Versnellings- of verlammingsopgave?

In 2022 werden ruim 74 duizend nieuwbouwwoningen opgeleverd in Nederland. Met dank aan de voorafgaande hoogconjunctuur een relatief hoog aantal. Helaas lang niet genoeg om de gewenste 100.000 woningen te halen. In de tweede helft van 2022 sloeg de markt om. Er lijkt hierdoor sprake van contracteringsangst in de markt van gebiedsontwikkeling. Zo dreigt na de crisis van 2008-2013 een nieuwe verlamming.

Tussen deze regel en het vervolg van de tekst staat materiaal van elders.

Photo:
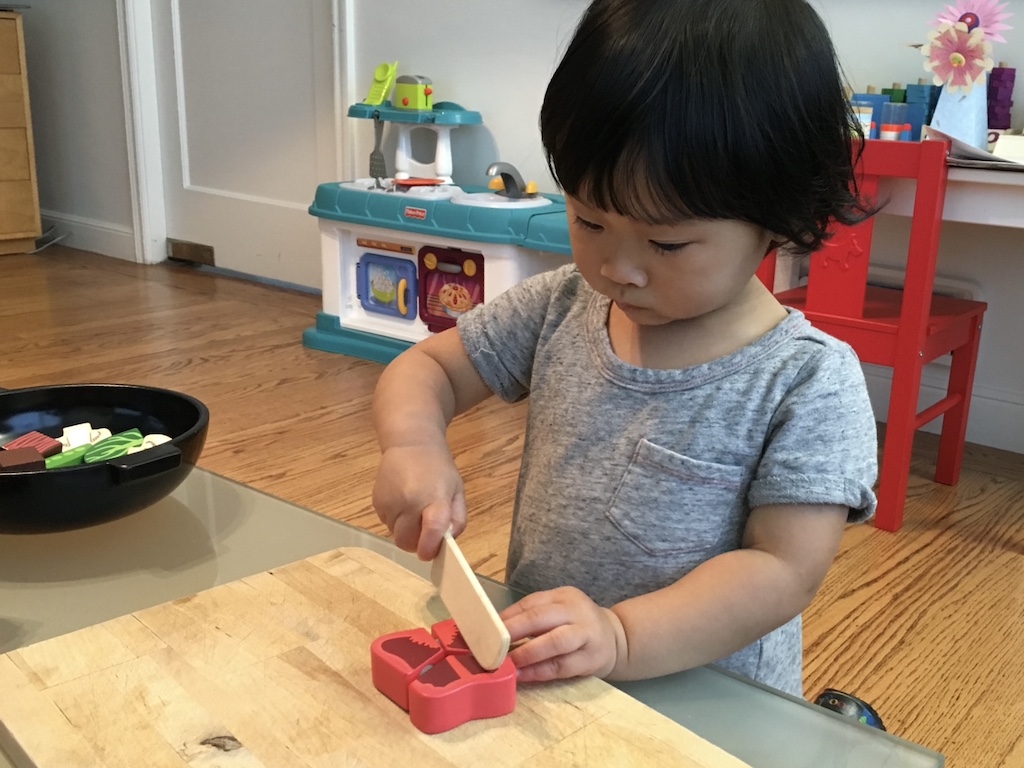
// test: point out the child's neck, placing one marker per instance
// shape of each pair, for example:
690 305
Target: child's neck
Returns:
692 342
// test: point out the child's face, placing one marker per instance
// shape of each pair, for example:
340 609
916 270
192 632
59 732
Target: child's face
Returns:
659 273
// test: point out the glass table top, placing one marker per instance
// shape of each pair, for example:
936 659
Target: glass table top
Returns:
212 530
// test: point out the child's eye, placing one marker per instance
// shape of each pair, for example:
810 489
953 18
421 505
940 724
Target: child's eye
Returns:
669 247
589 225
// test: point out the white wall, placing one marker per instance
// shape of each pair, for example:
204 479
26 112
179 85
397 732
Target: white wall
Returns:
79 122
496 57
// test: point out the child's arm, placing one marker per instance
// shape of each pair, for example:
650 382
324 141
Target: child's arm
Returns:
720 607
419 493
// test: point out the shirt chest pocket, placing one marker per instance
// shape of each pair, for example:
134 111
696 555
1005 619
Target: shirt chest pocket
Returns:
669 504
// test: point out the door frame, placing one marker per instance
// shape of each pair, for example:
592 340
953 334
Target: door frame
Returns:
138 80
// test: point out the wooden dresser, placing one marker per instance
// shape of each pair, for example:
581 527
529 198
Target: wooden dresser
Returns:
19 224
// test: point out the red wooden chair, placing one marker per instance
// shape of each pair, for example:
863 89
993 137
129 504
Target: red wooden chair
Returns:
901 329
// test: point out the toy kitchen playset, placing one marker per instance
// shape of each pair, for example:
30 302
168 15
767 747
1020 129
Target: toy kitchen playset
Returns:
403 256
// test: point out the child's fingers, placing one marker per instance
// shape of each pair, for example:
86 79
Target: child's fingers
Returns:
433 523
554 652
537 613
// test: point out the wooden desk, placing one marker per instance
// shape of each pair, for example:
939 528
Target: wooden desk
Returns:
212 531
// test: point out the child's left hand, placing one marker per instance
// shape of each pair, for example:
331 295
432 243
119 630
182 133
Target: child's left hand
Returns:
569 636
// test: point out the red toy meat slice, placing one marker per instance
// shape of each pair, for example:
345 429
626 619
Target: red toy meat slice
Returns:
450 637
45 444
397 659
457 689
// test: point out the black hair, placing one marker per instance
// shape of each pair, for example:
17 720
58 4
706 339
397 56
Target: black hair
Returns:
667 110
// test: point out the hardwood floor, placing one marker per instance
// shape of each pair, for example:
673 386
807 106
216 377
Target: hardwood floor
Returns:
925 624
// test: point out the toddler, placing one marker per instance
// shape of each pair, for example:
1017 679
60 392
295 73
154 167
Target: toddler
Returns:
693 449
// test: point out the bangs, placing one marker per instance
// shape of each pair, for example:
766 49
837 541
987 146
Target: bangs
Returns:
670 110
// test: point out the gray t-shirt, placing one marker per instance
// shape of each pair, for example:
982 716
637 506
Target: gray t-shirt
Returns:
631 477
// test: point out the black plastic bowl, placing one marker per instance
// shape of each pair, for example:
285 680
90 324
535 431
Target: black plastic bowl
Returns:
75 497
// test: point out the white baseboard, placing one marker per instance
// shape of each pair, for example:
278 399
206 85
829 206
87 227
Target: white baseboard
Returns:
90 235
996 416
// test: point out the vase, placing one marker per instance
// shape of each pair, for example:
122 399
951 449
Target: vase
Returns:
964 115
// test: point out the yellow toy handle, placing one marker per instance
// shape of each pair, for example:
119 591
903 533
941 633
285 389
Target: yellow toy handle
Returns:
384 76
402 306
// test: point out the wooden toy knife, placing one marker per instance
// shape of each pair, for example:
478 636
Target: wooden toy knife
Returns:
475 616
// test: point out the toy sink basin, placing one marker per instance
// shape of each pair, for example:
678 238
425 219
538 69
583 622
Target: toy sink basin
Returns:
75 497
494 200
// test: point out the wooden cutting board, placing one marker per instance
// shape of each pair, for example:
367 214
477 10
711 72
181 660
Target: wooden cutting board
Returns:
273 670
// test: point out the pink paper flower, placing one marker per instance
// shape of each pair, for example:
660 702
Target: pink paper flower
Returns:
957 57
988 15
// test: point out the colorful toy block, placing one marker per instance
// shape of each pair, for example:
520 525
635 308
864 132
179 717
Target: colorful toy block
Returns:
20 460
433 676
45 444
76 435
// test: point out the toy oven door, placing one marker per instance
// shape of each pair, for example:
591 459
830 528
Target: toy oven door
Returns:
451 284
386 285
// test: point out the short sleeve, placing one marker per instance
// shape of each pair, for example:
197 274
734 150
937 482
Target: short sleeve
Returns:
501 336
822 443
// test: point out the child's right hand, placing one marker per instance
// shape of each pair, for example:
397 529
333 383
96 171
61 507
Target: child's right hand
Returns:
419 494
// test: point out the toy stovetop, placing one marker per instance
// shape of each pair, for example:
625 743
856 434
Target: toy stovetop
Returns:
444 113
542 227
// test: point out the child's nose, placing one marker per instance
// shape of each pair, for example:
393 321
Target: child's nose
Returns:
624 271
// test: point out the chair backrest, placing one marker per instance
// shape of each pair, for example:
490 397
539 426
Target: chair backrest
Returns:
838 272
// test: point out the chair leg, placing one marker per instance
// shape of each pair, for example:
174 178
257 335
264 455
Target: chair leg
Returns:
895 474
950 459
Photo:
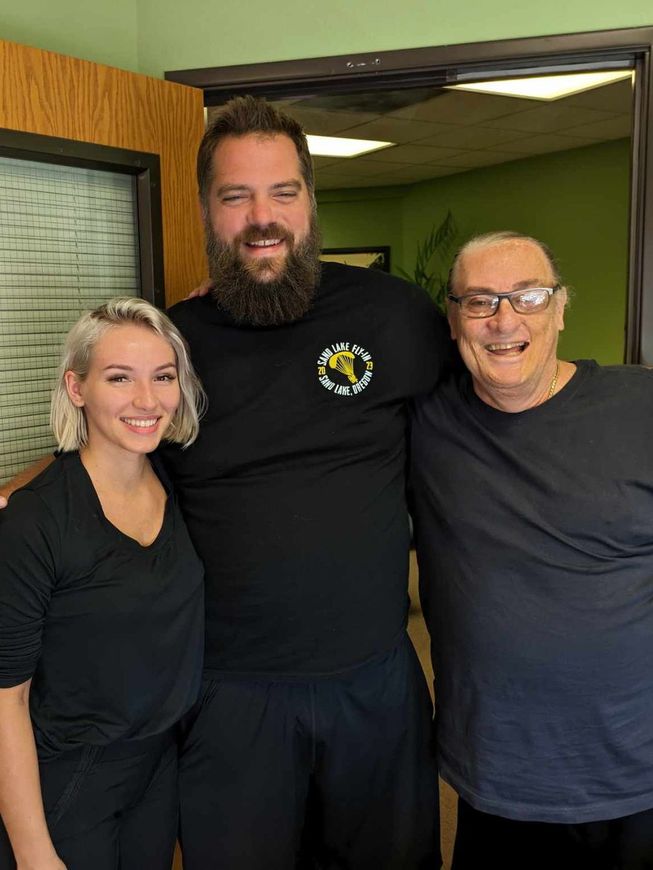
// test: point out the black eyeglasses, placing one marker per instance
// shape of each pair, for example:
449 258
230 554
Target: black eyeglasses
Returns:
528 301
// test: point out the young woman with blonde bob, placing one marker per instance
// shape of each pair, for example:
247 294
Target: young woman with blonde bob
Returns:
101 608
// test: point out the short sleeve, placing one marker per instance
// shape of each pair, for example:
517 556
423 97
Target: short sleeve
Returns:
29 540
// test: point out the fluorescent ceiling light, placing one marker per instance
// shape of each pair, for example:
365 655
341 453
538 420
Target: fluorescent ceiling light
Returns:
335 146
546 87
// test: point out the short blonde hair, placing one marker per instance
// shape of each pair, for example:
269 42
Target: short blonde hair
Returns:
487 240
68 422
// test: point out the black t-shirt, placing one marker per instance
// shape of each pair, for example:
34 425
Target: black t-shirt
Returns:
535 545
294 491
110 632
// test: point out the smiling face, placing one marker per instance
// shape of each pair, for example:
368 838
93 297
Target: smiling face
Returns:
511 357
258 201
262 238
130 393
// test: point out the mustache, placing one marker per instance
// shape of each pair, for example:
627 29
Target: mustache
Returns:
256 233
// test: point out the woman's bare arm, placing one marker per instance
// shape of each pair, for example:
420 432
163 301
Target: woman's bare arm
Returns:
21 804
23 478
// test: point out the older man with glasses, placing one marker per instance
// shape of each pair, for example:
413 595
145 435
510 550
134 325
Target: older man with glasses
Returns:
533 484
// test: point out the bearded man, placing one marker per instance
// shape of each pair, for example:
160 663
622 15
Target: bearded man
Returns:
312 734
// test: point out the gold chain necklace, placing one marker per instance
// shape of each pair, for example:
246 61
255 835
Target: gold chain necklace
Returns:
554 382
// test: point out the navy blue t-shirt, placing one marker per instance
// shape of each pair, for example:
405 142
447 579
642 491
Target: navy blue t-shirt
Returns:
535 545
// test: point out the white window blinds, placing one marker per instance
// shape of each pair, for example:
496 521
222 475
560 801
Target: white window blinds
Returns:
68 242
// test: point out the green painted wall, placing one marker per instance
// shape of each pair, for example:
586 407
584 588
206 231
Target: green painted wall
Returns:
151 36
362 217
104 31
173 35
576 201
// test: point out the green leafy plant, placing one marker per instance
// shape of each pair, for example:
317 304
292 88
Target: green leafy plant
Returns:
433 260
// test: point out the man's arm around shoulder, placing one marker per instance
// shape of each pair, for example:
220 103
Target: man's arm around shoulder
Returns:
23 477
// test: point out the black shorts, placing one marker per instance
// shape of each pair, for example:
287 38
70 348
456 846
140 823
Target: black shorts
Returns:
483 840
110 806
280 773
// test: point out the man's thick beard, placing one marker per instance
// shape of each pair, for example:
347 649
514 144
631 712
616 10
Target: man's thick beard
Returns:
255 302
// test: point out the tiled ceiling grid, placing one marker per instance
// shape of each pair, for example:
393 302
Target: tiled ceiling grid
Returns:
441 132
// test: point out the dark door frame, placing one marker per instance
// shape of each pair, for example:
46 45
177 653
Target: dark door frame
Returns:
441 65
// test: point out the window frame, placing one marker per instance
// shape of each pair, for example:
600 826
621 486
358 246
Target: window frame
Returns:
143 167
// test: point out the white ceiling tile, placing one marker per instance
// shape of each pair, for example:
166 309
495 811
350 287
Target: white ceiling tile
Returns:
549 118
391 129
472 138
544 143
617 128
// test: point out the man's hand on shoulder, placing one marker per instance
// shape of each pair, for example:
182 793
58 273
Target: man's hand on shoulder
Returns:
205 287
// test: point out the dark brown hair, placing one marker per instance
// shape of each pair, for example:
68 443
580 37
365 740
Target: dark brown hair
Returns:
242 116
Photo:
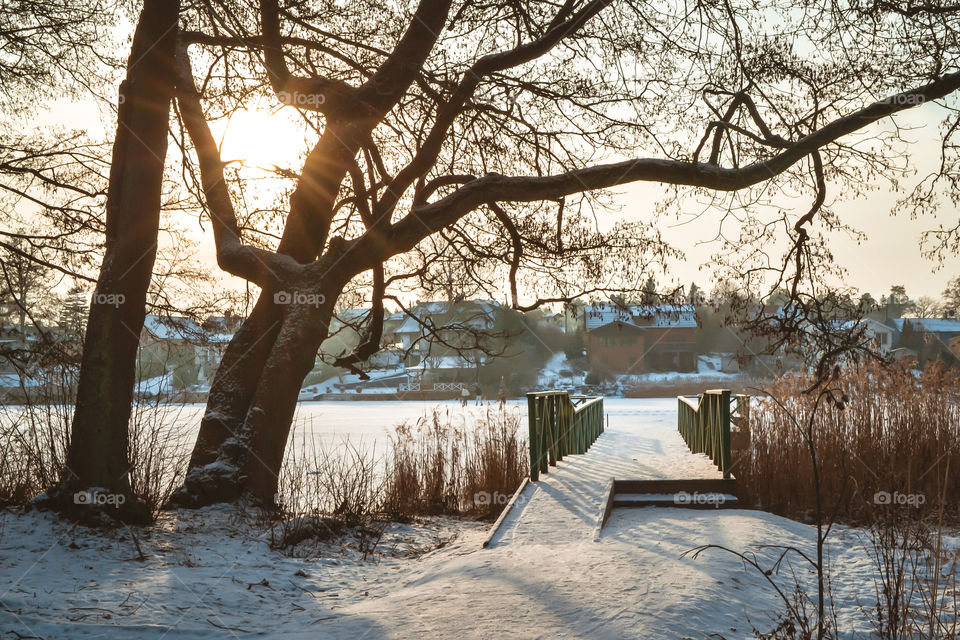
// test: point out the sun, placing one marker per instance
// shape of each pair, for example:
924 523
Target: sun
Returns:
261 138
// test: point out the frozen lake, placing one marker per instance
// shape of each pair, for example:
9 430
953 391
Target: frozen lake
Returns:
367 425
371 422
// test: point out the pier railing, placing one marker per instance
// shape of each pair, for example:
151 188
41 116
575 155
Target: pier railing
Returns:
704 423
561 425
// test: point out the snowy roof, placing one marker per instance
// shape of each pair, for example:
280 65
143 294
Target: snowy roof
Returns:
931 325
643 316
477 314
172 328
446 362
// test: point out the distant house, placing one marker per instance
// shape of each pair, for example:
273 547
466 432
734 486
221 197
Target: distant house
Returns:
929 337
640 338
436 328
882 336
179 348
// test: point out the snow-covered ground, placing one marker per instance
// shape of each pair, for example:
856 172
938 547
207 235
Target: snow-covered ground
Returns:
211 574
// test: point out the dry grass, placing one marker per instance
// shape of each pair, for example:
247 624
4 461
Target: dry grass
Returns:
438 466
448 463
895 437
34 438
33 442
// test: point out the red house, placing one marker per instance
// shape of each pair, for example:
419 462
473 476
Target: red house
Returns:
640 338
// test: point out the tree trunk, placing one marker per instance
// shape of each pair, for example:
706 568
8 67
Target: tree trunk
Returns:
97 456
268 422
231 394
244 367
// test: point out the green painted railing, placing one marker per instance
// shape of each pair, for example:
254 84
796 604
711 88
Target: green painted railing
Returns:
704 423
560 425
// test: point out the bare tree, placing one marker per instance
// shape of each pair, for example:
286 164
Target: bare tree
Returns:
492 132
98 452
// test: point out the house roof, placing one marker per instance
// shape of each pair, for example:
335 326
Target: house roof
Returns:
470 313
643 316
173 328
929 325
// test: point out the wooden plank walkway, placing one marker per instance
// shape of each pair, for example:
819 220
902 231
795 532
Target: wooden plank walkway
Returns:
564 504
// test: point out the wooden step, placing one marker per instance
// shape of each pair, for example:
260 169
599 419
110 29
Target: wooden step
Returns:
696 493
681 499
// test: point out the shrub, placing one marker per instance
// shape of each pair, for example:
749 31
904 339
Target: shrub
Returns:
892 441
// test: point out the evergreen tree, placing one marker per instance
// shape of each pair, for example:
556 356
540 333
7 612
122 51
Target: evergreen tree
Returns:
73 313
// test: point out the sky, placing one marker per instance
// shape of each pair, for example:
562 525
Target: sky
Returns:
889 255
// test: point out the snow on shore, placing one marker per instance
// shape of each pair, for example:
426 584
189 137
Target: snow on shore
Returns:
212 574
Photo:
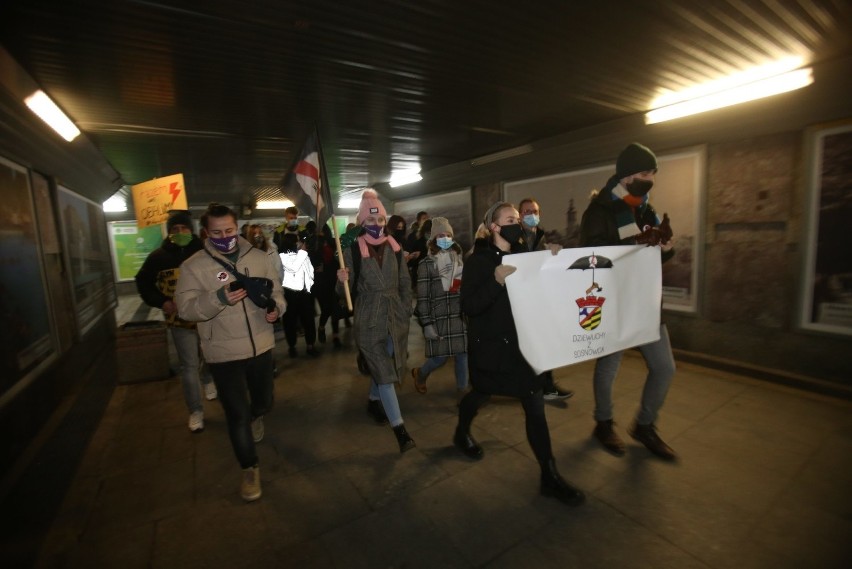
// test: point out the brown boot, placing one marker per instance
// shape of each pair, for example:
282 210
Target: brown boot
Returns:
608 438
647 435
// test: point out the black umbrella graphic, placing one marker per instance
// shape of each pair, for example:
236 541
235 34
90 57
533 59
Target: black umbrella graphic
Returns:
592 262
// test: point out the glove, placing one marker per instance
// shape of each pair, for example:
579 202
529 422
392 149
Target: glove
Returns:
661 234
430 333
503 271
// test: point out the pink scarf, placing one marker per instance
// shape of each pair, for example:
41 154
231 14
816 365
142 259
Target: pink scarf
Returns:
364 239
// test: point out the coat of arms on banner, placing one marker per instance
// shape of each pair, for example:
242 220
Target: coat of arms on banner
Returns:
591 306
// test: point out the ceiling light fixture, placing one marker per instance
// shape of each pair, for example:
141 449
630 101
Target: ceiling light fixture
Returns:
750 85
403 178
274 204
502 155
46 109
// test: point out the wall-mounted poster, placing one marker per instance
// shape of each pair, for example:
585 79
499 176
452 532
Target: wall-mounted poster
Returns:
827 303
26 339
455 206
131 245
87 258
677 191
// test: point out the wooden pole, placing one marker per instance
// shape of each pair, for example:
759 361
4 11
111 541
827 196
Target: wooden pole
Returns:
342 262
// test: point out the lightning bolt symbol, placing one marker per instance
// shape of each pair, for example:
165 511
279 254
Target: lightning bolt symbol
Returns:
174 191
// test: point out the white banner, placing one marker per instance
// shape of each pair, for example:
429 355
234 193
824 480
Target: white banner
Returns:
584 303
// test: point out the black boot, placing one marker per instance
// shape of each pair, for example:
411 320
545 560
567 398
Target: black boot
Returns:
467 444
552 484
403 438
376 411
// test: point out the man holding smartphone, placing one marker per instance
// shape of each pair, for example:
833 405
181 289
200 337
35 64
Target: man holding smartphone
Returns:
236 332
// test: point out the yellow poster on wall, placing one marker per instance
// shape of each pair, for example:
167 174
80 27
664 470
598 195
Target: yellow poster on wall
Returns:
154 199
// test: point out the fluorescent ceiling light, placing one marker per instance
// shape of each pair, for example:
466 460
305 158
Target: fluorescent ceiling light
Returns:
274 204
40 104
502 155
729 91
403 178
115 204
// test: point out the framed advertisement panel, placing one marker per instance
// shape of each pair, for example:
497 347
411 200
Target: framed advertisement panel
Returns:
130 246
678 191
827 288
455 206
26 335
87 258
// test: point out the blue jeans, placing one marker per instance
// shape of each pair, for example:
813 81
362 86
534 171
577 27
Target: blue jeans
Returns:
661 368
435 362
186 345
245 392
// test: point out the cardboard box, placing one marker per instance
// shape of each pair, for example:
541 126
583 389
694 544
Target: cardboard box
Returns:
142 350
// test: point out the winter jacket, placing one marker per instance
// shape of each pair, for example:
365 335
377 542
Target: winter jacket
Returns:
227 333
157 278
382 309
494 357
441 309
599 226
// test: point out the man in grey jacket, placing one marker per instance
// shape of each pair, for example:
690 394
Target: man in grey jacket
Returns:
217 290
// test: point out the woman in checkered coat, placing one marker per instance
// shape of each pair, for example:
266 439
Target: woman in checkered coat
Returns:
439 306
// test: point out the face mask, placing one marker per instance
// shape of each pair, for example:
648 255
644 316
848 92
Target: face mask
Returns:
224 244
374 231
444 242
638 188
180 239
512 233
531 220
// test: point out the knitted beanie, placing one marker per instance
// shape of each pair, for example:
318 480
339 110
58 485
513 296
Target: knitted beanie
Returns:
440 225
179 217
634 159
370 205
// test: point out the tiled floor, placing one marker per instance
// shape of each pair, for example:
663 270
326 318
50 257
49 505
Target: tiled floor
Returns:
763 480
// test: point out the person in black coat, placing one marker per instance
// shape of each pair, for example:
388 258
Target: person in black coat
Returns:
497 366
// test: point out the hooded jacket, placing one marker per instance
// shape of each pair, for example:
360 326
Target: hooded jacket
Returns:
227 333
158 276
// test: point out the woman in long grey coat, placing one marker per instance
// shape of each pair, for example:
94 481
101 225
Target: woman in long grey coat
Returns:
439 306
381 285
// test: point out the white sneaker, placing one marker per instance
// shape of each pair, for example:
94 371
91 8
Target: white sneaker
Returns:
257 429
196 421
250 487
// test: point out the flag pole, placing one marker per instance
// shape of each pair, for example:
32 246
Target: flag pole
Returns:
326 186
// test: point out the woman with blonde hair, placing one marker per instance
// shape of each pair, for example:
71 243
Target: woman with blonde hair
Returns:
497 366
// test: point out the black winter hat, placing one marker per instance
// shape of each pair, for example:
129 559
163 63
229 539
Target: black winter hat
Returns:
178 217
634 159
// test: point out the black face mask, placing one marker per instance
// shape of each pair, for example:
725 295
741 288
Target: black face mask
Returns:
514 233
638 188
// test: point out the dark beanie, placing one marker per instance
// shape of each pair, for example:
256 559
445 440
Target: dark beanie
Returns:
634 159
178 217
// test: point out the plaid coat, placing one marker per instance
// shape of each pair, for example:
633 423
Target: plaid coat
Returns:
441 309
382 309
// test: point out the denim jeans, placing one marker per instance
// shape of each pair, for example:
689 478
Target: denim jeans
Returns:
186 345
245 392
661 368
435 362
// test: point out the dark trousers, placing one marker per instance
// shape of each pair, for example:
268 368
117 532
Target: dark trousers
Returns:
538 434
300 309
245 392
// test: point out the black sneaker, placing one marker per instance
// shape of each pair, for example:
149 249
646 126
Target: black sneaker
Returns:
557 394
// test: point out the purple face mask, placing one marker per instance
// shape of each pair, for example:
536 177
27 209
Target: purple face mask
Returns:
224 244
374 231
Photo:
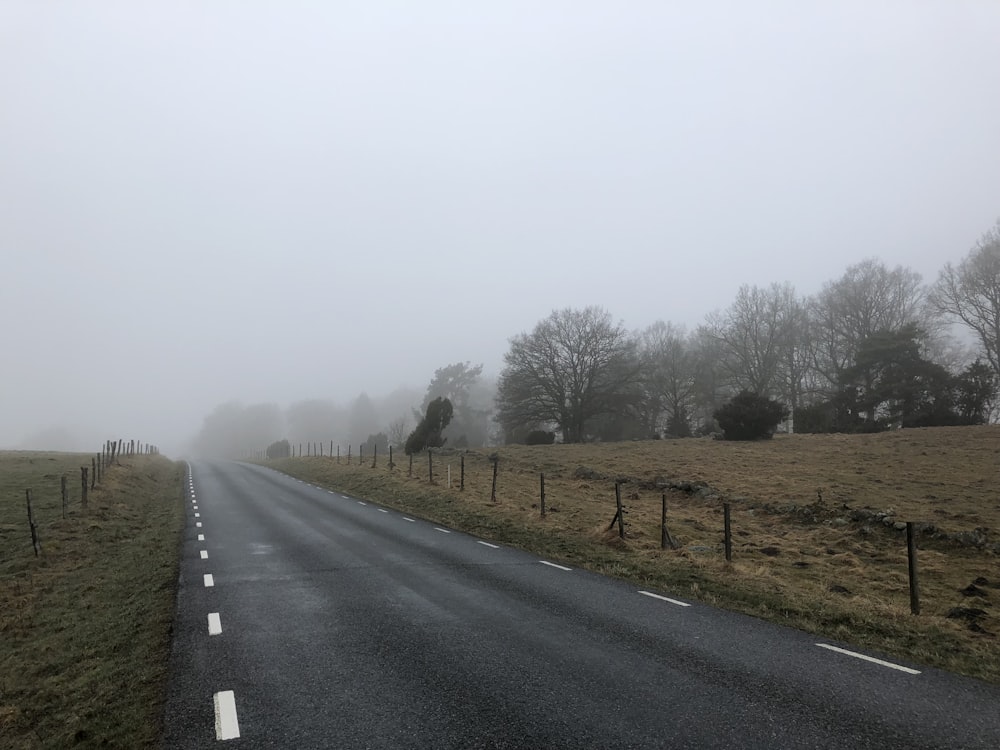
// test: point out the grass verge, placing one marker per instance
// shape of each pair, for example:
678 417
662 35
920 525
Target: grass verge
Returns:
817 543
85 627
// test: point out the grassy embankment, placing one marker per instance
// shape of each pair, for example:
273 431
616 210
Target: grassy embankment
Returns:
85 627
815 538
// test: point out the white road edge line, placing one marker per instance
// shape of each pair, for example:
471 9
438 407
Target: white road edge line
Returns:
872 659
226 725
561 567
665 598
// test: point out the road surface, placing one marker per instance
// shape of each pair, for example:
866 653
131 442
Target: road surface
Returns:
309 619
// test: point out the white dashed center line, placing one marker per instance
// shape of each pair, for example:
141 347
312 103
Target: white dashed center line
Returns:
665 598
561 567
872 659
226 725
214 624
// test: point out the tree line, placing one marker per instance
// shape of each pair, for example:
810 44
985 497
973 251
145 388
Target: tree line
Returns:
872 350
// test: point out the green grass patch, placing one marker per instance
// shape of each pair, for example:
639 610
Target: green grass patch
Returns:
85 627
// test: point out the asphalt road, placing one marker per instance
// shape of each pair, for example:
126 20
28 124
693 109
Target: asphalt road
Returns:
330 623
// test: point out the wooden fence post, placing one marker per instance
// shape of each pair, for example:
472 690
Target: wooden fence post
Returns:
31 523
728 532
911 557
493 489
621 512
541 490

Maar het zijn niet alleen maar de economische omstandigheden die het lastig maken om te versnellen.

Professionele vastgoedpartijen, overheden en beleidsmakers spreken al sinds lange tijd over een versnellingsopgave, maar in werkelijkheid lijkt er sprake te zijn van een verlammingsopgave. In de praktijk is sprake van gebrek aan capaciteit om (gebieds)ontwikkelingen van de grond te krijgen met als gevolg dat de kwaliteit achteruit gaat door beperkte kennis en ervaring bij gemeentes en ontwikkelaars. Ook is er sprake van een inefficiënte samenwerking tussen verschillende disciplines en opeenstapelingen van eisen lijkt het nieuwe normaal te worden. Dat terwijl kritische besluiten of  zogenaamde ‘hete aardappels’ doorgeschoven worden. De samenwerking is onvoldoende met verspilling tot gevolg.

Verspilling wordt tastbaar bij de noodzakelijke reparaties in latere fases. Hierdoor gaan jaren, tijd en geld verloren. Tijd en geld die beter besteed kunnen worden aan plankwaliteit of betaalbaarheid. Of aan andere plannen waardoor de noodzakelijke versnelling wél tot stand komt. De huidige ontwikkelingen in de markt met betrekking tot gestegen rentes en hoge bouwkosten zorgen voor een negatieve impact op business cases. Het vertrouwen in ontwikkelopgaven dreigt hierdoor een nieuw dieptepunt te bereiken. Kortom, als we niets doen kan het draaiboek van de financiële crisis uit 2008 weer uit de kast komen. De versnellingsopgave blijkt dan toch niet zo sterk te demarreren. Er is sprake van een verlammingsopgave waardoor ontwikkelvraagstukken niet (goed) van de grond komen. Dat kunnen we niet laten gebeuren.

De traditionele aanpak van (gebieds)ontwikkelingen om alle disciplines achter elkaar te laten ontwerpen, rekenen en toetsen (and repeat..) en daar de tijd voor te nemen, werkt niet meer. De ervaring van de afgelopen 3 decennia biedt genoeg inzicht om te achterhalen wat succesvol kan zijn. Het vraagt andere competenties om zogenaamde ‘hete aardappels’ juist naar voren te halen en meteen te managen. Wellicht spannend, maar hier kan ondersteuning voor ingezet worden.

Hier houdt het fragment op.